By Danielle Silva, Business Development, LSN
Here at LSN, I speak with many life science entrepreneurs about investor fit. Typically, life science executives believe that fit is a one-way street, meaning that they need to do all they can to prove they are a fit for a prospective investor. While it is certainly true that an integral part of the fundraising process is proving that your company is a fit for the firm’s investment thesis, this is not a one-sided negotiation. It is just as important for life science companies to make sure a potential investor is a fit for what the firm is looking to attain, and therefore, finding a potential investor needs to be both a strategic and tactical play.
What many life science CEOs struggle with is whether they should favor investors that have expertise in a particular area versus investors that are experienced in a certain phase of development. The answer, by and large, depends on what the life science company is looking to achieve in the long run, but there is of course no easy answer to this dilemma. Many entrepreneurs consider the problem a simple one – why would you want an investor that doesn’t understand your technology, or one who does not have expertise in your particular indication area?
While it is certainly important for investors to have a basic understanding of your disease area, this is only truly important if you are seeking scientific advisors for your firm. If this is the case, then finding a partner that has expertise in your disease area may be favorable to finding an investor that has knowledge of your stage of development. But what if, conversely, the executive is seeking a quick exit or a recapitalization?
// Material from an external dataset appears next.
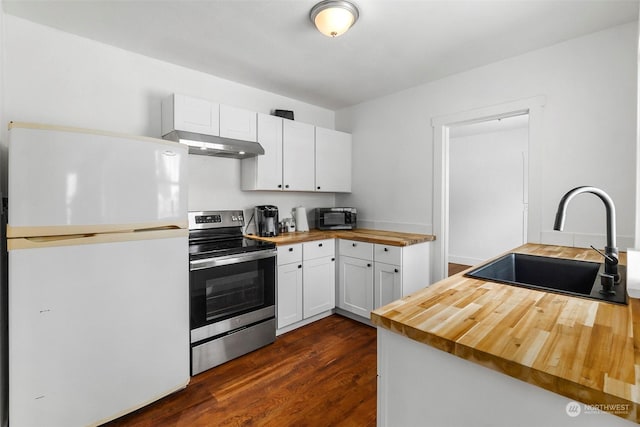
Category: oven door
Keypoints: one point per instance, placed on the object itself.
(231, 292)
In this case, it may be more attractive to find an investor with a laser focus on your particular area. These investors already have a great knowledge of the space and thus probably already have a solid network that will be willing to acquire the company once the firm hits certain milestones.
Most life science executives I speak with, however, are not seeking scientific advisors, and instead are seeking investors with the business acumen to help take their product from discovery to distribution. These companies would benefit from a relationship with an investor that has knowledge of their particular phase of development, and who can thereby help to scale their business. It is also very beneficial for companies to be partnered with investors who have a deep knowledge of their phase of the clinical development cycle. These investors will have the expertise to help life science firms partner with appropriate firms in the R&D services space (such as CROs and other service providers).
Again, there is no clear solution to this problem. If your company is seeking an investor with a deep network in the space, then choosing an investor with sector expertise may be the answer. These investors, however, may not be able to help you scale your business to the point where your firm is an attractive investment or acquisition target for a larger investor within their network. Simply put, the answer is convoluted, no investor is the same, and everyone brings something different to the table. Life science executives should clearly define their goals in terms of growth and exit before deciding on an investor based on sector fit versus development phase fit.